Он сказал ей, что она должна его понять, хотя ему даже неловко теперь говорить ей это: ему нужно поразмыслить, два-три дня побыть одному, и он сейчас же уезжает в Немур. Она не сделала никаких возражений, только спросила, когда он думает вернуться. Он сказал сначала — в пятницу, потом — в четверг, в четверг вечером.
— Примерно в котором часу?
— Часов в пять, может быть, немного раньше.
— Я буду дома, — сказала она и подставила ему губы для поцелуя.
Когда он подъезжал к лесу Фонтенбло, поднялся легкий туман, в воздухе потянуло сыростью, и даль подернулась серой осенней дымкой, как это иногда бывает весной.
В Немуре он будет до четверга размышлять, то есть грезить наяву в своей комнате, да каждый вечер около пяти часов совершать прогулку к старому каменному мосту, чтобы купить «Монд», которая приходит в пять. Потом он вернется в Париж на похороны Женера.
Ему навстречу пронесся мотороллер. Он подумал о лете, о каникулах, о славных парочках, которые ездят на мотороллерах по лесу Фонтенбло. Газеты в миллионах экземпляров воспроизводили фотографию одной такой пары. Девушка была в крестьянской юбке и в крестьянской косынке, парень — в замшевой куртке, и оба улыбались Жизни. Это была прекрасная реклама. Людям приятно видеть Жизнь в образе этой милой пары, которая будет глядеть на них с приемника или пылесоса, отличного приемника или пылесоса, купленного в рассрочку с небольшой надбавкой в 9,87 процента. Марк хорошо знал условия продажи в кредит. Он изучал их всего лишь месяц назад.

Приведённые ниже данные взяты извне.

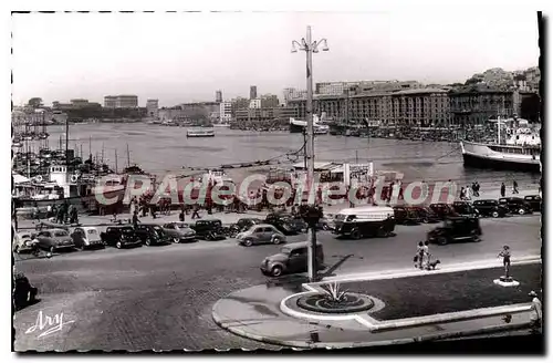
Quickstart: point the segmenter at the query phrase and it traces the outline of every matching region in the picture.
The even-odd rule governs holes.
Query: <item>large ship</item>
[[[307,122],[290,117],[290,132],[304,133],[307,127]],[[328,133],[328,125],[322,123],[316,115],[313,115],[313,133],[315,135],[325,135]]]
[[[531,129],[528,127],[528,122],[520,120],[517,128],[507,129],[507,139],[501,143],[501,125],[505,123],[500,118],[498,118],[497,123],[497,143],[461,142],[465,165],[541,173],[541,138],[539,132]]]
[[[215,131],[211,127],[198,127],[186,131],[186,137],[213,137]]]

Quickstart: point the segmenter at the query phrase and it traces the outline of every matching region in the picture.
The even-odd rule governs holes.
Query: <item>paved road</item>
[[[461,262],[493,258],[507,243],[514,258],[539,255],[540,218],[482,219],[481,242],[432,246],[431,252],[445,262]],[[411,267],[415,245],[430,228],[399,226],[395,237],[357,241],[338,240],[327,232],[319,237],[330,272],[353,273]],[[17,261],[15,268],[40,288],[42,301],[17,312],[15,350],[271,348],[217,328],[211,307],[234,290],[268,282],[259,263],[278,249],[240,247],[229,239]],[[291,290],[296,286],[291,283]],[[43,338],[38,338],[39,329],[25,333],[40,311],[49,317],[63,313],[64,322],[73,322]]]

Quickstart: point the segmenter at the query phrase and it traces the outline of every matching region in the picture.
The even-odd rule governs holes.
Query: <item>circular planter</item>
[[[328,314],[348,314],[371,310],[375,302],[371,297],[347,292],[342,302],[334,303],[328,301],[327,297],[322,293],[309,294],[298,298],[295,301],[299,308]]]

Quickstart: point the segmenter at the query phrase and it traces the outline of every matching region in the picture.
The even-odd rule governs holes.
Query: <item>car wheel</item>
[[[282,267],[275,266],[271,269],[271,274],[275,278],[282,274]]]
[[[359,239],[361,238],[361,232],[359,232],[359,230],[357,228],[354,228],[352,230],[352,238],[353,239]]]

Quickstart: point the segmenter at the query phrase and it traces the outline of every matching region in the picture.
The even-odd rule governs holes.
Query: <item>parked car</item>
[[[164,231],[173,238],[175,243],[196,241],[196,231],[188,224],[178,221],[164,225]]]
[[[264,222],[276,227],[286,236],[298,235],[307,229],[307,224],[301,217],[283,212],[267,215]]]
[[[438,216],[440,220],[445,220],[446,218],[456,215],[453,208],[445,203],[434,203],[428,207],[436,214],[436,216]]]
[[[23,272],[14,272],[13,280],[13,304],[15,305],[15,310],[21,310],[36,300],[39,289],[29,282]]]
[[[105,232],[100,234],[100,238],[105,245],[115,246],[116,248],[142,246],[142,240],[132,226],[107,227]]]
[[[307,271],[307,243],[305,241],[283,246],[279,253],[269,256],[261,262],[261,272],[279,277],[283,273]],[[315,261],[317,269],[324,268],[324,252],[321,242],[316,243]]]
[[[75,247],[73,239],[65,229],[41,230],[36,234],[34,241],[36,241],[40,249],[49,252],[61,249],[72,249]]]
[[[332,232],[353,239],[390,237],[396,228],[394,209],[367,206],[342,209],[333,219]]]
[[[505,206],[512,215],[531,215],[533,212],[530,203],[519,197],[499,198],[498,201]]]
[[[105,243],[95,227],[77,227],[73,229],[71,238],[75,247],[80,249],[105,248]]]
[[[420,224],[419,215],[405,206],[395,206],[394,207],[394,218],[396,219],[396,224],[398,225],[418,225]]]
[[[260,243],[285,243],[286,237],[276,227],[261,224],[253,225],[250,229],[238,234],[237,240],[240,245],[250,247]]]
[[[509,210],[495,199],[479,199],[472,204],[477,216],[504,217]]]
[[[190,228],[196,231],[196,236],[200,239],[208,241],[227,239],[222,232],[222,222],[220,219],[200,219],[190,225]]]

Известного рода приятный взгляд на жизнь — вот, быть может, и все, что он потерял. А это была не такая уж ценность.
Он вступил в новый этап жизни и находился в общем и целом в гораздо лучшем положении, чем думал, учитывая, что у него было около трех миллионов франков.
Учитывая также, что ему было только тридцать шесть лет.
Учитывая, наконец, любовь Кристины.
Как бы ни хотелось ему смягчить горечь полученного им урока, он не забудет этот день. Он уже не будет так входить в побуждения людей, а станет судить о них прежде всего по их делам.
Быть может, потому, что в его жизнь вошла Кристина и сделала для него, решилась сделать то, на что у него самого, пожалуй, не хватило бы мужества, ибо хотя он и подшучивал над советом, хотя он и говорил, что совет — пустое место, в нем прочно сидели старые представления и бросить вызов совету казалось ему чем-то невообразимым, чуть ли не безумным, ему без труда удавалось снова смотреть на себя, как на человека, у которого все впереди. И хотя Марк не забывал о том, что для финансового мира он конченый человек, он чувствовал себя вполне способным действовать так, как будто он об этом забыл, многому научившись за один день и сохранив еще достаточно сил для того, чтобы преодолеть в себе самом ту смесь робости, восторженности и наивности, которую почему-то считают добродетелью.